Closed MLDeS closed 3 days ago
Hi, thanks for your interest. The approach that you mentioned is not straightforward because of an input mismatch: diffusion models work with noisy inputs, whereas most self-supervised learning encoders are trained on clean images. This issue is even more pronounced in latent diffusion models that we used in our experiments, which take a compressed latent image from a pretrained VAE encoder as input. Additionally, these off-the-shelf vision encoders are not designed for tasks like reconstruction or generation.
Thanks, a follow-up, do you use the same clean features from Dinov2 for every hidden layer of the DiT for alignment?
We align a single hidden state (like a hidden state after layer 8) of the diffusion transformer with dinov2.
And what you say in the paper is that you tried different single layers to perform the alignment, and this alignment is with the final encoder features of Dinov2, is that correct?
Yes.
Hi All,
Thanks for such an interesting work!
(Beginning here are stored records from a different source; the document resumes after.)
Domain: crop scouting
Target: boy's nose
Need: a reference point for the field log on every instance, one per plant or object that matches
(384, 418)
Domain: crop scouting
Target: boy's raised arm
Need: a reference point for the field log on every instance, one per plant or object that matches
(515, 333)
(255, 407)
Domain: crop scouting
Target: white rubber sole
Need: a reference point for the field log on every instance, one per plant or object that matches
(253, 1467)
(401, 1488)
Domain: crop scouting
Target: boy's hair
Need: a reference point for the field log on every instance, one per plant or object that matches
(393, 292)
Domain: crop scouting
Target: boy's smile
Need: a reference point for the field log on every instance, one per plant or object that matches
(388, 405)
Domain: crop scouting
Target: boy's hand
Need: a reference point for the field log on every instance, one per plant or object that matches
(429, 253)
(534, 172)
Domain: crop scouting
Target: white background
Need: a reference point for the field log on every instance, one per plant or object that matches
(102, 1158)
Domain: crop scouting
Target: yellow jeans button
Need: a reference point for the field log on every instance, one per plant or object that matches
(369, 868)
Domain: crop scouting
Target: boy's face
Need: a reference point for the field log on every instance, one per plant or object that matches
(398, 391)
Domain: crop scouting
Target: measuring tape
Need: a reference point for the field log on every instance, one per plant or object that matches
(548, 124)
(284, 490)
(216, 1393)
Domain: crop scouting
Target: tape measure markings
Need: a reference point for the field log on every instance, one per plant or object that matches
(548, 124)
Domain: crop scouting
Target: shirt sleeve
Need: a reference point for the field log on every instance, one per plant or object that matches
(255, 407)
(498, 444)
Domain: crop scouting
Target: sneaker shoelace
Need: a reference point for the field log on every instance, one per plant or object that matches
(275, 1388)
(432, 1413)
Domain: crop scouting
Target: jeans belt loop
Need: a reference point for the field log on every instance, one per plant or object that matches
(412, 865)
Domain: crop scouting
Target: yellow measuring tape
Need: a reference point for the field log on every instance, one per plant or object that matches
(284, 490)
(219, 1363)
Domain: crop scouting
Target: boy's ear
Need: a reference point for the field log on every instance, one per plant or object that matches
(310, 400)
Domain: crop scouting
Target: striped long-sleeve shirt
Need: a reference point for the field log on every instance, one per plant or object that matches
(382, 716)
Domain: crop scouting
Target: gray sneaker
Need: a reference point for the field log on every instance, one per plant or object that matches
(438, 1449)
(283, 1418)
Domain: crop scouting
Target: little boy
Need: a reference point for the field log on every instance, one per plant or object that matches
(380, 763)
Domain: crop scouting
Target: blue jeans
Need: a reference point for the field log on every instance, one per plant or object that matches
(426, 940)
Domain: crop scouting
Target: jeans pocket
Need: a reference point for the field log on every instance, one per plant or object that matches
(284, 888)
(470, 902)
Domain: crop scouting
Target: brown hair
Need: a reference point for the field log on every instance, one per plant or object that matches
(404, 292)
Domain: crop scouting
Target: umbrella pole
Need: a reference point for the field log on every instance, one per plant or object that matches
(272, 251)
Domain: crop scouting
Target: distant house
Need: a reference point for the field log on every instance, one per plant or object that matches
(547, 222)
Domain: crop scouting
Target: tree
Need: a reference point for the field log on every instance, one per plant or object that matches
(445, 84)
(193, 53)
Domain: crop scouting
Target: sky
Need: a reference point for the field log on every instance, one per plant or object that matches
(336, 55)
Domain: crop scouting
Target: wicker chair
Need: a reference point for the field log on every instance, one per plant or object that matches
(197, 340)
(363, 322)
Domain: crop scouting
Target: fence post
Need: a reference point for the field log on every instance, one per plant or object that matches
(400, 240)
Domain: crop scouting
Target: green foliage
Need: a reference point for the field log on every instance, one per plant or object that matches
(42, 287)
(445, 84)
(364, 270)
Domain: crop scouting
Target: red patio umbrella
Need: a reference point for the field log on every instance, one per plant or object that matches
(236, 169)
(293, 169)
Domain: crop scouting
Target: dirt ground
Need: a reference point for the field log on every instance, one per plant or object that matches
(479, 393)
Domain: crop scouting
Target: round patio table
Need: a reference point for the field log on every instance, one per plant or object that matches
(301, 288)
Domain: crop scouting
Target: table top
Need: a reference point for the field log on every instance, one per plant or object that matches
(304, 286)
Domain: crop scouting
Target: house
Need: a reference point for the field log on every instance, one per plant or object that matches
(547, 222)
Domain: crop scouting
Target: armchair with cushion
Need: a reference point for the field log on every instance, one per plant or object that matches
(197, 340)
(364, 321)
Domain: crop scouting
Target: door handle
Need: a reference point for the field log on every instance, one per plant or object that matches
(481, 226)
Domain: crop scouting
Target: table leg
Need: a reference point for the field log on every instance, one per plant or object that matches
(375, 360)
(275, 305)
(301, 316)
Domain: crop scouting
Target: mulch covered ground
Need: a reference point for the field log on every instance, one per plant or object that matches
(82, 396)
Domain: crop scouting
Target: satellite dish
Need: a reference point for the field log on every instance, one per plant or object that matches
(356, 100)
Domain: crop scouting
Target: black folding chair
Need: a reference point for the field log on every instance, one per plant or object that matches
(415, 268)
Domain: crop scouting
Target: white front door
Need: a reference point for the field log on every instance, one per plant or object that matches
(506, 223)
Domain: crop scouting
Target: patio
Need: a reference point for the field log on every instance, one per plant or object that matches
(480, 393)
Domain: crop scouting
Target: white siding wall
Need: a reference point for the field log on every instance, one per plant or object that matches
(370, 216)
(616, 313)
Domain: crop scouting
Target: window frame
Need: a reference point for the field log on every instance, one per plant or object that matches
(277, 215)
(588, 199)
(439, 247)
I would like to understand the reasoning behind using an external model's features as target for representation alignment. Isn't it that in this process, we are trying to make the current model's representations similar to the external benchmark model, by distilling the external model's representations into the diffusion model?
If this is so, why not directly use the external model as the backbone for the intended tasks?
Also, is that the same encoder features are used for target at all hidden stages?
Thanks!